I should be proud of myself for reaching a plateau. I had read about the elusive concept in the past, but never really knew what it was like. But here I am...on a plateau. Because, try as I might...those strength numbers stopped improving about two months ago.

Worse yet, if I miss a couple days, or have a long weakend...err, I mean weekend...I find that I've actually gone backwards, and the following week is spent making up for what I lost.

I'm not at all sorry about this, however. I'm far more in shape now than 6 months ago. Even my wife can tell the difference. I like being able to move furniture and do various heavy-labor tasks that, before, wore me out. I like the fact that my pants, which in recent years had to be upgraded from a size 32 waist to a size 33, is actually a bit loose-fitting now. I can use the third hole instead of the second hole on my belt. I can even see my...uh, mini-me...when I look down, without having to suck in my stomach.

But despite the positives, what I'm realizing is that I'm not in my twenties any more. Okay, yeah. I knew that. But I didn't realize just how much those ten years can change you. You have to work at keeping in shape, where before, it seemed almost natural. They say that, once a man hits 30, his testosterone levels begin to drop. Testosterone helps build and maintain muscle mass. (Evidently, it also means greater risk for testicular cancer, so loss of testosterone isn't all bad.) So, now, to maintain, or even gain, muscle mass takes serious effort on my part.

When I started out, I had dreams of having arms the size of my thighs, and thighs the size of...well, something bigger than my thighs. I had dreams of seeing very distinct muscular lines covering my abs.
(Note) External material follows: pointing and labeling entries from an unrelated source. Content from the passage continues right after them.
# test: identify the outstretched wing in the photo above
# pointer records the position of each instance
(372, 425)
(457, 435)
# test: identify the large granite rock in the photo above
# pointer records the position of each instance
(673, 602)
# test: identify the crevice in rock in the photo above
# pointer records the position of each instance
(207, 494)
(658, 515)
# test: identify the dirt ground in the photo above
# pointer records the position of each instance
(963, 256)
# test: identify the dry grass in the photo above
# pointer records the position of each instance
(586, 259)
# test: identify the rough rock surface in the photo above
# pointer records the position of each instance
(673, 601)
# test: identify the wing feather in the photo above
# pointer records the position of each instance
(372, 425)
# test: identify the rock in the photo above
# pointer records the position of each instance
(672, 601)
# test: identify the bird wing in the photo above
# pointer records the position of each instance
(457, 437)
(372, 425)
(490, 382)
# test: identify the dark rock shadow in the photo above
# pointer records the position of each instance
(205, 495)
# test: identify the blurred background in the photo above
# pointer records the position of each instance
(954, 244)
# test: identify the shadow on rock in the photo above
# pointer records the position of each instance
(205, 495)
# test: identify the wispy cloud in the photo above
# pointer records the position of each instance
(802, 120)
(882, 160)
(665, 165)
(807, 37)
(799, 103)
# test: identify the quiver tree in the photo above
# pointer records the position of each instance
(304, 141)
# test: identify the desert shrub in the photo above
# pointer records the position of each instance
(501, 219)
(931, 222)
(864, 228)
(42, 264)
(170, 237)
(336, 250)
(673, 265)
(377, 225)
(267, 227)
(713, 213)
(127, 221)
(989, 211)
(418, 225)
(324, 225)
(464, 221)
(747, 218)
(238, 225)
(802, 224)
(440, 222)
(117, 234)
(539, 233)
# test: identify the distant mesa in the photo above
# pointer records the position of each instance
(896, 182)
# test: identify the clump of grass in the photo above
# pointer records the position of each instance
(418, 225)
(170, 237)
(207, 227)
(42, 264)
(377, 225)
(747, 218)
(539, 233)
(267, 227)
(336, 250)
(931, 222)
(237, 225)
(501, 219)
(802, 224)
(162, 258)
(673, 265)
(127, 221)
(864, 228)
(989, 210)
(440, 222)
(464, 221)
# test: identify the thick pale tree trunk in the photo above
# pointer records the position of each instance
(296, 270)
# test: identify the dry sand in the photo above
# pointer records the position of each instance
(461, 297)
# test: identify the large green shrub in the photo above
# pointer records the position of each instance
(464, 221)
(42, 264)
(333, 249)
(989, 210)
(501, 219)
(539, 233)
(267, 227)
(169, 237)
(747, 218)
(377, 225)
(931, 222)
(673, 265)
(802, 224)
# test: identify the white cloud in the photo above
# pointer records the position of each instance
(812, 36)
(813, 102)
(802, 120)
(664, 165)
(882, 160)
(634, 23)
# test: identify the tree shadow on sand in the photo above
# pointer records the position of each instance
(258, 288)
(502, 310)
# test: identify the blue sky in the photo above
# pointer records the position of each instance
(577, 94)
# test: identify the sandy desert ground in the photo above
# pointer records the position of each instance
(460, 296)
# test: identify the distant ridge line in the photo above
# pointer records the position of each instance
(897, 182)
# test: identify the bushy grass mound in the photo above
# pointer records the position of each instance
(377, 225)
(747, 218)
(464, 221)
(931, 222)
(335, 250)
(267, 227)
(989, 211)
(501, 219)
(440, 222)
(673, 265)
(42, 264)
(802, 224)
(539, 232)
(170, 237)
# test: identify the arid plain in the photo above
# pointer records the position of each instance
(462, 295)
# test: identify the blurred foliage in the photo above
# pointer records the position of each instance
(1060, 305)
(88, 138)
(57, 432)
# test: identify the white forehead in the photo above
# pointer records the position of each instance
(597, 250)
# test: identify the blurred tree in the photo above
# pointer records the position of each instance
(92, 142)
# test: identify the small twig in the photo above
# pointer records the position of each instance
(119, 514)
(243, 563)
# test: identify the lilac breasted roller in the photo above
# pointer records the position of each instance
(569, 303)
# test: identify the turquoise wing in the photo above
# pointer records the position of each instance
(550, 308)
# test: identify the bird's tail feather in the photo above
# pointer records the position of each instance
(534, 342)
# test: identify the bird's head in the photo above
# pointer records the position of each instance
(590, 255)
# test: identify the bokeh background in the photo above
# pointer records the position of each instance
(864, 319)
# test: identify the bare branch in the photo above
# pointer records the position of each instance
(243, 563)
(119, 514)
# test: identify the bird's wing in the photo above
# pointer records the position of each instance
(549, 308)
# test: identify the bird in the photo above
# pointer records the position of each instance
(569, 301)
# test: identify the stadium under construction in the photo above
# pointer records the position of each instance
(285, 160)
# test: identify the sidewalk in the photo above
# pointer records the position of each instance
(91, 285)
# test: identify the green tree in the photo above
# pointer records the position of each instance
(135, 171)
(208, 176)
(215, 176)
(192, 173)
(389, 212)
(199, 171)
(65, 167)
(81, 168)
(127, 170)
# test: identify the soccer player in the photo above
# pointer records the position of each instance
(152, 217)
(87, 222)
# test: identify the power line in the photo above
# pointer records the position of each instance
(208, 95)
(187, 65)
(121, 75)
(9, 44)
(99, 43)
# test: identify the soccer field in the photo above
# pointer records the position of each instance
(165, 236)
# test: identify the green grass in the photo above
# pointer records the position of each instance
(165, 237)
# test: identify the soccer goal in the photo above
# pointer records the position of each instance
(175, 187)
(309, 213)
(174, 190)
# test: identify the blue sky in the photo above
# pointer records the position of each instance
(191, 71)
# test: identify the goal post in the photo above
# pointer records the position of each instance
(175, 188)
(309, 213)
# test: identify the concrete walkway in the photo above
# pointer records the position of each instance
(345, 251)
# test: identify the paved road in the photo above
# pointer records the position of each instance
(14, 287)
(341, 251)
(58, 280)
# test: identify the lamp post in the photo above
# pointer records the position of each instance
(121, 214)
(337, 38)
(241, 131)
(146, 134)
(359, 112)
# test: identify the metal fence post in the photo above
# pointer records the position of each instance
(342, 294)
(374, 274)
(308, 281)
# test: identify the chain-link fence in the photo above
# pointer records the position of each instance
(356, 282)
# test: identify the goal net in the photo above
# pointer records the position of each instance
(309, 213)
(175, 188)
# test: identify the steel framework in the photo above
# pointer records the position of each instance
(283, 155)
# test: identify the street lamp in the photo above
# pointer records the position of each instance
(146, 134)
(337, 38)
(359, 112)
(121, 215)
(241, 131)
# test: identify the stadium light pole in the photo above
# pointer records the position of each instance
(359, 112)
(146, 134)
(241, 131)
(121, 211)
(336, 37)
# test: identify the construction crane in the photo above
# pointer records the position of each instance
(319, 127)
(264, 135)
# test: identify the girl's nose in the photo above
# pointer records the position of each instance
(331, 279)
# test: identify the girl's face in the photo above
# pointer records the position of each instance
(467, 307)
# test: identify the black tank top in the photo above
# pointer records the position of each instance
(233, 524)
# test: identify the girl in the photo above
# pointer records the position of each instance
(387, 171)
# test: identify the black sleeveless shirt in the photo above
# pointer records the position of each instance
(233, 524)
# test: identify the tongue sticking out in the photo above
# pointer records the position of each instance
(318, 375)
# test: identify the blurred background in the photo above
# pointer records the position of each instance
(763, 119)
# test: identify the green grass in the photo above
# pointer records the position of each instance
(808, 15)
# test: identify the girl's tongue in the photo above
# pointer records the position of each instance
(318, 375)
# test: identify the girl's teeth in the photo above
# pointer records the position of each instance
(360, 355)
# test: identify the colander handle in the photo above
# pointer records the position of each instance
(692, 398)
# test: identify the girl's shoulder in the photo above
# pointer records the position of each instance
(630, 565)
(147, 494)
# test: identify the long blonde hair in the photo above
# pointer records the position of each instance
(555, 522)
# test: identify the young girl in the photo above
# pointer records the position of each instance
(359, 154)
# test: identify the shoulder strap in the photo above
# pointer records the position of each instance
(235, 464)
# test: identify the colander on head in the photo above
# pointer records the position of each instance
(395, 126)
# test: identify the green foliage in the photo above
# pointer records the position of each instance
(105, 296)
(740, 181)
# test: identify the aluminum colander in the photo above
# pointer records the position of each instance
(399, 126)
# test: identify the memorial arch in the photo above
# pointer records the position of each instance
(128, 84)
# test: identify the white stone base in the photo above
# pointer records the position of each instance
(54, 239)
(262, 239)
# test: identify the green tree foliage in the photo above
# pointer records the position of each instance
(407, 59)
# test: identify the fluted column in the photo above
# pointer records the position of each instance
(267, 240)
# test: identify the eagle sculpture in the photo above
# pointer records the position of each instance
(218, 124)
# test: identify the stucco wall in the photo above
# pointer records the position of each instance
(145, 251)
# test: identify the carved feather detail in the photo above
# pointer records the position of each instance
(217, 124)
But, I'm afraid, I'm no where near that. I still have a gut that sticks out (just not as far as before), and I still get winded climbing up the second flight of stairs at work.

I'm a diabetic. I have been for 25 years now. If there is one thing I'm constantly aware of, its that the disease is silently trying to damage me. I won't give in without a fight, however. Eating my oatmeal is no longer good enough. Gotta work at staying healthy, so that I can live well beyond 55 years old, which was the life expectancy of a Type 1 diabetic when I was diagnosed. I'll hit 80 if it kills me! (And, after a mile on the treadmill, it sometimes feels like it just might!)